# Tutorial 6 - Google Colab

[![View notebook on Github](https://img.shields.io/static/v1.svg?logo=github&label=Repo&message=View%20On%20Github&color=lightgrey)](https://github.com/avakanski/Fall-2023-Python-Programming-for-Data-Science/blob/main/docs/Lectures/Theme_2-Data_Engineering/Tutorial_6-Google_Colab/Tutorial_6-Google_Colab.ipynb)
[![Open In Collab](https://colab.research.google.com/assets/colab-badge.svg)](https://colab.research.google.com/github/avakanski/Fall-2023-Python-Programming-for-Data-Science/blob/main/docs/Lectures/Theme_2-Data_Engineering/Tutorial_6-Google_Colab/Tutorial_6-Google_Colab.ipynb)

<a id='top'></a>

Google Colab (or Colaboratary) is a cloud-based platform created by Google that offers an environment for sharing, running, and writing Python code within Google Drive. Colab runs Jupyter notebook files, and it comes with pre-installed popular Data Science and Machine Learning libraries and frameworks, such as TensorFlow, PyTorch, NumPy, pandas, and others.
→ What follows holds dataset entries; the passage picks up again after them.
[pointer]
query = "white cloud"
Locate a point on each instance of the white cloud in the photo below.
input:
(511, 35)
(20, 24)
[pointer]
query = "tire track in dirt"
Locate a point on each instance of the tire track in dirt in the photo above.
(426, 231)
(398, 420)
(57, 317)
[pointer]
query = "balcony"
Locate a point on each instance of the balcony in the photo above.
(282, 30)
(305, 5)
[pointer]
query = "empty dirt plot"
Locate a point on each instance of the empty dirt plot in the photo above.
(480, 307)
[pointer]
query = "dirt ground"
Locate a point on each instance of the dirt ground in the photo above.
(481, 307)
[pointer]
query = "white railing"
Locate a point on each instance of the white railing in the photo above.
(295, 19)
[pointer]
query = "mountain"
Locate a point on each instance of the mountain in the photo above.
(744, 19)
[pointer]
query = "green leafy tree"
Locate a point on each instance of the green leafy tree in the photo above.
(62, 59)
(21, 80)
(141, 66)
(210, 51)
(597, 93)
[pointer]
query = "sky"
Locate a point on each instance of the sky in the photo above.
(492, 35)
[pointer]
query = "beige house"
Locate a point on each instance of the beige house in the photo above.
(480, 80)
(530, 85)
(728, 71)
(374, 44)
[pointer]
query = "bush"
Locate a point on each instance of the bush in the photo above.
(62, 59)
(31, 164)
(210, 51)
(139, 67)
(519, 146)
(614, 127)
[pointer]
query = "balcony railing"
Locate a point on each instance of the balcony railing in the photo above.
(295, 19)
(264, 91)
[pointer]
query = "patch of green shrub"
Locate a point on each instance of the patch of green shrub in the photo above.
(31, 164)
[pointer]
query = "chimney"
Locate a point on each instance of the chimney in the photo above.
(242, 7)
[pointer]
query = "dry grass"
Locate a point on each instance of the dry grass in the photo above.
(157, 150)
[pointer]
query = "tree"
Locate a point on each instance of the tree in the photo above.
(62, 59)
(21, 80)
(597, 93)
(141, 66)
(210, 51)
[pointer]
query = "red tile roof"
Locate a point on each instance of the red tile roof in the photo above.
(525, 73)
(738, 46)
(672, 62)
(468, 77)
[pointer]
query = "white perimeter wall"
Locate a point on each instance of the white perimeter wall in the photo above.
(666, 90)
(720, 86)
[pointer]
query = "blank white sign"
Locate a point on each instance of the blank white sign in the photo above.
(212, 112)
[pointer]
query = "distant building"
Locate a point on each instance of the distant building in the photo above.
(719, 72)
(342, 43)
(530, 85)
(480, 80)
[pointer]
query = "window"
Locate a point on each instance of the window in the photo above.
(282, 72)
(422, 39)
Google Colab provides CPU, TPU, and GPU support. It enables real-time collaborative editing on a single notebook, much like the collaborative text editing functionality provided by Google Docs.

This is the official [Colab webpage](https://research.google.com/colaboratory/).

**Welcome Page of Colab**

The welcome page offers basic tutorials about working with Jupyter notebooks, data science, and machine learning.

It provides:

- Overview of Colab basic features, such as [Code Cells](https://colab.research.google.com/notebooks/basic_features_overview.ipynb) and [Markdown Cells](https://colab.research.google.com/notebooks/markdown_guide.ipynb)
- Loading data: Drive, Sheets, and Google Cloud Storage [Link](https://colab.research.google.com/notebooks/io.ipynb)
- Data Visualization [Link](https://colab.research.google.com/notebooks/charts.ipynb)
- Machine Learning introduction course [Link](https://developers.google.com/machine-learning/crash-course/)


**Top Menus**

On the top menu section, Colab provides very similar features to the original Jupyter Notebook interface.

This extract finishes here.